A partir de entonces, todo el mundo entabló conversación con ella. La pareja que estaba en su luna de miel admiró al niño en el ascensor. La joven movió la cabeza negando con placer el obvio encanto del niño (a veces llevaba trenzas cuando bajaba a la playa, como en ese momento), y se disculpó por el ruido que armaba a primeras horas de la mañana; la pareja en luna de miel ocupaba la habitación contigua.

—¡Qué va, no le oímos nunca, de verdad! —exclamó la novia—. ¡No nos explicamos cómo se las arregla para tenerle tan callado, es una maravilla!

—Es una paliza, se lo aseguro —dijo ella, y se rio con simulada severidad.

—¡Una maravilla! Pero no podrá disfrutar gran cosa de sus vacaciones —comentó la novia, como una confidencia entre mujeres—. Yo me traería a mi marido conmigo para que hiciera su parte —y se rieron todos, incluyendo el marido, que al año próximo por esas fechas estaría plegando cochecitos de bebé y sosteniendo bolsas de pañales, tan acosado como ahora tiernamente entretenido.

—¿Dónde ha dejado al chiquitín? —preguntaba todo el mundo a las horas más inverosímiles.

—Duerme como un lirón —decía la joven con una sonrisa, siguiendo su camino con un nuevo libro en la mano.

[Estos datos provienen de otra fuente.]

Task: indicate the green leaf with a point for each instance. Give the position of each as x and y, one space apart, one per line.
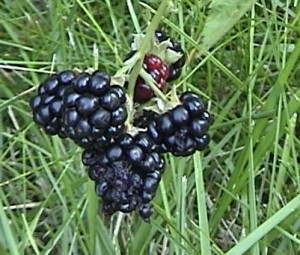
222 16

Hasta los chicos llegaron a conocerla. Fue la tarde que llevaba puesto su vestido negro —el negro le hacía parecer especialmente joven, como si su complexión de niña, su suave altivez, su aire de ternura, destacaran en proporción directa a la sofisticación de su ropa—. Cuando iba de negro, lo llevaba todo negro; este vestido era muy escotado de hombros, se abullonaba en la cintura y estaba hecho de tela gruesa. Tomaba asiento, con las manos —pequeñas y pulidas como las de un retrato renacentista— sobre el regazo. Había terminado tanto el café como el libro, y no hacía más que mirar a su al-rededor en el vestíbulo lleno de gente, sin mostrar atrevimiento o embarazo.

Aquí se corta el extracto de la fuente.